工藤 規模が小さい分、速断即決ができるからでしょうね。

宮崎 大企業では新しいことを始めるまでに膨大な時間と書類が必要で、そんなリスクを取るよりは今あるものを焼き直しするという、安易な方法しか取られていない。一方、工藤さんのところでは新しいことでもいいと思ったことは、すぐに実行に移したということですね。

工藤 今までにない新しいものだからこそ、やってみたかったんです。

◆起業するには覚悟が必要!?

宮崎 それでは次に起業する際にずいぶんと苦労なさったそうですが、そのあたりの話を伺ってもよろしいでしょうか。

工藤 ここ5年間は本当に苦しかったです。あとの2人は共に年金をもらっていたんですが、私の場合は10か月だけ失業保険をもらいましたが、あとの5年間は無収入です。今はやっと年金をもらえるようになりました。

宮崎 ということは、まだ給料をもらえるほどに利益が出ていないということでしょうか。

工藤 そうですね。我々は今まで営業活動というものをほとんどしていないんです。どこかで情報を聞いた人から電話がかかってくるとパンフレットを送り、注文に応じるというやり方しかできなかったんです。つまり、本格的に販売する体制が整ってないんです。材料についても、海外からパーツを取り寄せてこちらで組み立てるんですが、パーツの料金は前金で振り込むんです。パーツの納品は2か月後です。納品したパーツを塗装したり、組み立てたりで1か月、販売までに1か月で、翌月に支払いがあるという資金の流れです。当面で5か月分の資金が必要だということになります。

宮崎 それでは、資金繰りが大変ですね。

工藤 そうですね。ですから本音を言うと、パーツのある分だけ注文が入って、その数に対して作っていくというのがいいですね。我々は今までになかったものを作りましたが、もの作りの過程を10とすると、6年かけて製品化した今までの過程が3割で、お客さんが商品を見て、いいものだと認めてお金を払ってもらうまでの過程が7割、これからが大切なんです。

 trikeを発売したのが、今年の5月です。実際に売れはじめたのは7月くらいからですね。そのあとテレビで紹介されて、今では月に40~50台ほどの注文があります。

宮崎 実際のところ、月に何台ほど作れば会社として成り立つという、損益分岐点の目安としては月に何台ほど出荷すればいいんでしょうか。

工藤 100台もあれば、今のところ充分な利益があります。

宮崎 もっとたくさん出荷しなくてもいいんですか。例えば月に1000台の注文が来たりしたら。

工藤 そんなに来たら、うちの製造ラインがパンクしてしまいます(笑)。そうですね、今の設備だと500台ほどがリミットでしょうか。
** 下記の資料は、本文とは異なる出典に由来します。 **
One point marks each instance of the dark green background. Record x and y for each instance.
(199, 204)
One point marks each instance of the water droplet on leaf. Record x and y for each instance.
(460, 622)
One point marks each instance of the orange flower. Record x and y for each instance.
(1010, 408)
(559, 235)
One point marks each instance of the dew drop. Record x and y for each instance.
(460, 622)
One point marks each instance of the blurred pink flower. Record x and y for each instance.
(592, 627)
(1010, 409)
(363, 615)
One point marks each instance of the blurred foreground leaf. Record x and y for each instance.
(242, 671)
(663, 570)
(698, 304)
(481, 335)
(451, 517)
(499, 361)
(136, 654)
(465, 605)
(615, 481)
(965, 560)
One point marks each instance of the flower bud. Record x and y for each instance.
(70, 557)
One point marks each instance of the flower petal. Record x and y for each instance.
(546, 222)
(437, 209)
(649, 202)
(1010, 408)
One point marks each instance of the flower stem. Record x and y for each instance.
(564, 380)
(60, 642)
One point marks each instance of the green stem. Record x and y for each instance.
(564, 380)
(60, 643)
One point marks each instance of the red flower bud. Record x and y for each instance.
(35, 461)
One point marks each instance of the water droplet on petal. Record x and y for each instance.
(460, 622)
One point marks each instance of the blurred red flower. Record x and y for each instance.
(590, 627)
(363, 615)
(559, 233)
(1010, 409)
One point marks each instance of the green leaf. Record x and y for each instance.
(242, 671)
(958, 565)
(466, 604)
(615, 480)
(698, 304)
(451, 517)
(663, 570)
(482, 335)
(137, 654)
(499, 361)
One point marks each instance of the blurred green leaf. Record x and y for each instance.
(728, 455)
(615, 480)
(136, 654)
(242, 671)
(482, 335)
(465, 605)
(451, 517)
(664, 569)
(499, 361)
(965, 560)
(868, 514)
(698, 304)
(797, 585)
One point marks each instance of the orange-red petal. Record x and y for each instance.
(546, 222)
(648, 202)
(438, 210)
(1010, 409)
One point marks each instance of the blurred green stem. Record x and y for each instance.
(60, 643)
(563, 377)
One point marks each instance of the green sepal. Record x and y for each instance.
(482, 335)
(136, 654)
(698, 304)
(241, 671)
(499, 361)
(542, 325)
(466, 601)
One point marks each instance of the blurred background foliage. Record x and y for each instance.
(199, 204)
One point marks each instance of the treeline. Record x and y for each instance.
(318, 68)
宮崎 そうですか。注文がたくさん来過ぎても、その分の材料の在庫もないし、先行投資でやりくりしているから、無理が生じるということですね。

工藤 そういうことです。でも、考えてみたらうちで月に500台作ったとして、年に6000台になりますが、日本で年間に売れている自転車の数が1、100万台なんですよ。

宮崎 それは、すごい数ですね。

工藤 ええ、うちの会社に出資してくれる方の中にたまに製造数やシェアのことを言ってくる人がいるのですが、うちは製造数やシェアを目指してtrikeを作ってるわけじゃないんです。安くたくさん作って、捨てられるモノは作りたくないんです。
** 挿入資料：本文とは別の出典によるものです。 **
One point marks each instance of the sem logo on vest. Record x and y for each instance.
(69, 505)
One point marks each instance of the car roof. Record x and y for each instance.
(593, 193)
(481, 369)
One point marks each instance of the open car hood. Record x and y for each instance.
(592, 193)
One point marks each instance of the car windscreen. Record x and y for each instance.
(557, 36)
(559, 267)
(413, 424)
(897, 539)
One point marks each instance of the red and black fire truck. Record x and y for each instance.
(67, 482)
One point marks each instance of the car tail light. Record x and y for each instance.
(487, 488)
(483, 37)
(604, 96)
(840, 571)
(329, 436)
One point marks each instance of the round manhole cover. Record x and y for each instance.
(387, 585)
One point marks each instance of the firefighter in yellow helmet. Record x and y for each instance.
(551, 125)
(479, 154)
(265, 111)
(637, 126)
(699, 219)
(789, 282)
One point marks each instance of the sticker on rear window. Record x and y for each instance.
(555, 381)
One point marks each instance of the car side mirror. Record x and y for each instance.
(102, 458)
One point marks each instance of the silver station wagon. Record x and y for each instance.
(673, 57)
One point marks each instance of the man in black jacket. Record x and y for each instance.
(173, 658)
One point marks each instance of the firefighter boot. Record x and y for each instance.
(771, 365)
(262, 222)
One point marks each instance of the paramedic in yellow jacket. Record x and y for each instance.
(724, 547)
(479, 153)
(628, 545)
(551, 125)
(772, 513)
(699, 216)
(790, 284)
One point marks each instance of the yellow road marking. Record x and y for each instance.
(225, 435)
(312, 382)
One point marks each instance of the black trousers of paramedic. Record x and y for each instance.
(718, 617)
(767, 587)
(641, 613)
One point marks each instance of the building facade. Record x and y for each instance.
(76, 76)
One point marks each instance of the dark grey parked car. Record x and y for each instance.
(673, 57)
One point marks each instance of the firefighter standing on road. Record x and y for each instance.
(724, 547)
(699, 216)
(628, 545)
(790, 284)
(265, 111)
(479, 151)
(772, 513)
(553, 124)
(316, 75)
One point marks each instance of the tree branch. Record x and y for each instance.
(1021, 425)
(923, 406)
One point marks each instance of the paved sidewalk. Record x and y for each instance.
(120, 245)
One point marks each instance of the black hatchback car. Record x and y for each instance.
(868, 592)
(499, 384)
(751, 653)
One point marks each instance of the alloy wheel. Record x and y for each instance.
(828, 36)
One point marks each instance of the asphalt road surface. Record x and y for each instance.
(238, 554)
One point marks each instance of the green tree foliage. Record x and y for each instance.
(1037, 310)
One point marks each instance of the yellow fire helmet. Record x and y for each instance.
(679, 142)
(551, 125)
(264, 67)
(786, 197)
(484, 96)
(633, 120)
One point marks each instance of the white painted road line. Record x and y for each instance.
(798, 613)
 本当に良いものを、必要な場所に必要な数だけ届けることができたら、それでいいんです。

宮崎 なるほど。

工藤 ほとんどの方は数字のことはとくに言ってきません。trikeというモノに実際に触れて、モノとしての価値に惚れ込んで、出資してくれているんです。

宮崎 今は完成品があるから、説得力があると思うんです。ですが、まだ製造段階で資金が足りないときにどうやって資金を集めましたか。
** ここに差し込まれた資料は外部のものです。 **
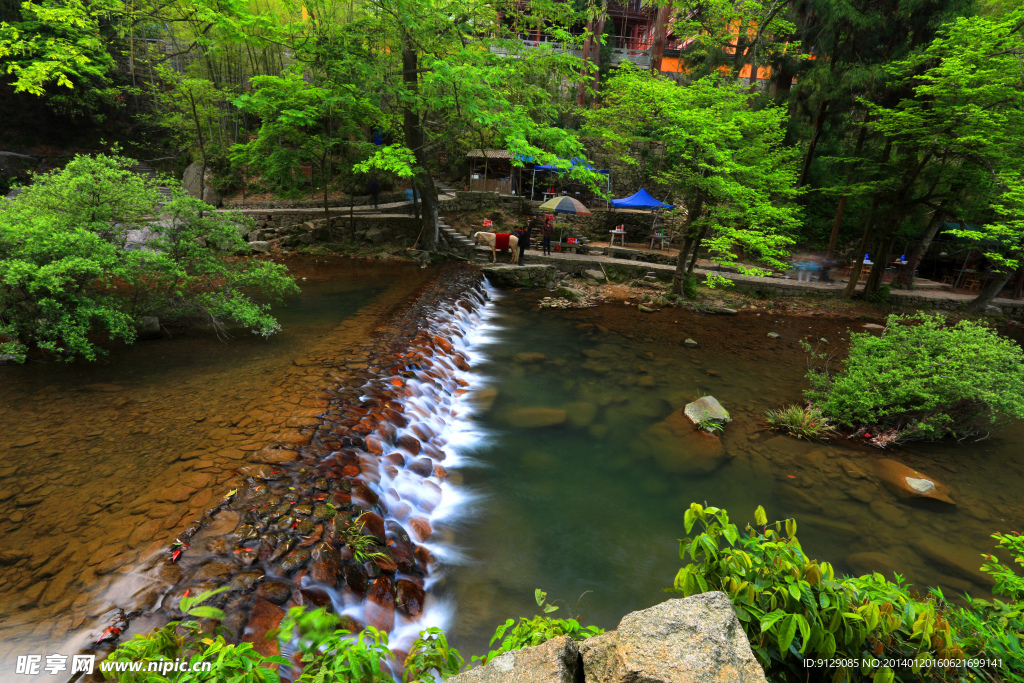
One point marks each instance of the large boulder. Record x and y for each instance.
(693, 640)
(554, 662)
(908, 482)
(707, 409)
(190, 183)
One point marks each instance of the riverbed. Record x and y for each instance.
(102, 464)
(590, 508)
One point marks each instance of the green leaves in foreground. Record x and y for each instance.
(795, 608)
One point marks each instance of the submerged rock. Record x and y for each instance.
(707, 409)
(908, 482)
(536, 417)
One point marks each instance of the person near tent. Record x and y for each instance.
(547, 230)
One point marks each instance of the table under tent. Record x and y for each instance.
(642, 201)
(576, 189)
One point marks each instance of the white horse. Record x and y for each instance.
(491, 238)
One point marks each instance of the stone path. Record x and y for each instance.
(577, 263)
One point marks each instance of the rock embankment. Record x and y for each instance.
(692, 640)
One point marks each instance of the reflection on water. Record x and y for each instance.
(581, 495)
(101, 463)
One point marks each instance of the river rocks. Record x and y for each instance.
(264, 617)
(536, 417)
(554, 662)
(380, 604)
(707, 409)
(696, 639)
(679, 447)
(273, 456)
(274, 591)
(409, 598)
(521, 275)
(908, 482)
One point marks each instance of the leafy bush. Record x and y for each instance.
(794, 607)
(923, 378)
(803, 422)
(69, 270)
(541, 629)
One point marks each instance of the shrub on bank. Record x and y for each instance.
(69, 270)
(795, 609)
(923, 378)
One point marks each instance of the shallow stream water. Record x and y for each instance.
(590, 509)
(101, 464)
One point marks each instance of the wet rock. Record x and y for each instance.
(908, 482)
(536, 417)
(679, 447)
(380, 604)
(554, 662)
(421, 528)
(409, 598)
(326, 564)
(693, 640)
(294, 560)
(214, 571)
(355, 578)
(422, 466)
(273, 457)
(274, 591)
(409, 442)
(313, 597)
(707, 409)
(247, 581)
(264, 617)
(961, 560)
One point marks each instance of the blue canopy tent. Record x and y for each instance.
(640, 201)
(576, 161)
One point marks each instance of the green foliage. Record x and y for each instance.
(67, 271)
(801, 421)
(924, 379)
(540, 629)
(186, 641)
(794, 607)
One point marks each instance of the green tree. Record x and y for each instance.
(725, 163)
(70, 270)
工藤 まず、銀行は相手にしてくれません。中小企業庁の公的な基金があるんですが、そこの認定をもらってそこから資金援助を受けました。それから、女房のヘソクリも全部出してもらって、もうこれ以上だと、夜逃げもできないというところまでいきました。

宮崎 それは家族の方のご理解がないと、無理な話でしょうね。

工藤 もうそれは、女房の理解があったからというひと言に尽きます。今になってこそ言えますが、そのころはもう、人に言えないほどの苦労を味わいました。

宮崎 例えばどんなことがあったのでしょうか。

工藤 お正月から電気を止められたことがありますね。

宮崎 それは、払えなくて、滞納してたからでしょうか。

工藤 そうです。そういうことがあって、今ではもう大概のことに耐える自信がつきましたね。開き直ってしまえば、男も強いし、女も強いですね(笑)。それが分かりました。

◆サラリーマンに向けてのメッセージ

宮崎 大多数のサラリーマンの方は退職したり、リストラされたりしたときに、頭の切り替えがなかなかできないんですね。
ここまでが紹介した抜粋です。